We’ll probably never have a chance like this again. Within the space of a year and a half we were so fortunate as to catch three extraordinary and distinctly different productions of Richard III — most recently at the BAM Harvey Theater in Brooklyn, where the play was a showpiece for Kevin Spacey. We can report that Spacey is not only a highly accomplished classical actor, but also – no surprise – a natural-born entertainer.

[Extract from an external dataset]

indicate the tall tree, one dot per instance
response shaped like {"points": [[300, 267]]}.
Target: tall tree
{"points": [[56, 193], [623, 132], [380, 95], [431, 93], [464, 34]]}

The first Richard III that we saw was a August 2010 production at Shakespeare and Company, in Lenox, Massachusetts. As we noted in this post, the Lenox show seemed to us to be as much a set of varied dramatic pieces, each with its own unique entertainment value, than as a dramatized “story” – more of a “show” than what we have come to think a “play” should be. Elizabethan performances of Richard III may well have been much like this; the “quarto” edition of Richard III described the play as
The Tragedie of King Richard the third.
Conteining his treacherous Plots against his brother
Clarence: the pittifull murther of his innocent Ne-
phews: his tyrannical usurpation: with the
whole course of his detested life, and
most deserved death
This show at Lenox didn’t seem fragmented; each scene had oomph, and the total effect was intensely satisfying. Moreover, while Richard (an excellent John Douglas Thompson) necessarily had more of the spotlight than the other actors, this was emphatically an ensemble performance.
Then, in June 2011, we took in a second Richard III at the Stratford Shakespeare Festival, in Stratford, Ontario, where we see most of our Shakespeare. Perhaps surprisingly, considering that Richard was played by a woman (Seana McKenna), the director took a much more traditional approach to the play. As we noted in this post, this production, with its clear narrative and controlled emotional arc, was a character study in self-destructive behavior.

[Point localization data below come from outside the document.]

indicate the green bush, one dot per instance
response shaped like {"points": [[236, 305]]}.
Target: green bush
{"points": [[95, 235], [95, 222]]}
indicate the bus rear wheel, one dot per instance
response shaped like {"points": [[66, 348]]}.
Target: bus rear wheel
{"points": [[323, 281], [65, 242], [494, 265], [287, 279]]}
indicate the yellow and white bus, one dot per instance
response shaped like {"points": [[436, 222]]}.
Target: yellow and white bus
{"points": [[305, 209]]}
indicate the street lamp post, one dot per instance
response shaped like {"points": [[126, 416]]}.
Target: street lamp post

Then, in early March, we were able to catch one of the final performances of Richard III at the BAM Harvey Theater, in Brooklyn, a production that served largely to showcase the talents of Kevin Spacey. A lot of the time, television or movie stars are cast in Broadway plays simply as box-office attractions, irrespective of acting ability, but that was obviously not the case with the star of American Beauty, who is among other things co-director of the Old Vic, the London classical theater company that was a co-producer of the production at the BAM Harvey Theater.

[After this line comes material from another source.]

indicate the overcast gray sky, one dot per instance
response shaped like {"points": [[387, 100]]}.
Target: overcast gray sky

To say that Mr. Spacey was a “ham” would be unfair, but he dominated every scene in which he appeared, including the ones in which he mostly just stood around. His prancing, mocking, leering, sweating (lots of sweat), and boasting were endlessly entertaining, and we were riveted by the spectacle of Richard’s becoming progressively unhinged by paranoia and the corruption of boundless power. Mr. Spacey often spoke directly to the audience, making us complicit in his misogyny and sociopathic ambition. His performance was all the more impressive because of the physical demands of playing Richard with a shoulder hump, a badly deformed leg, and a severe limp.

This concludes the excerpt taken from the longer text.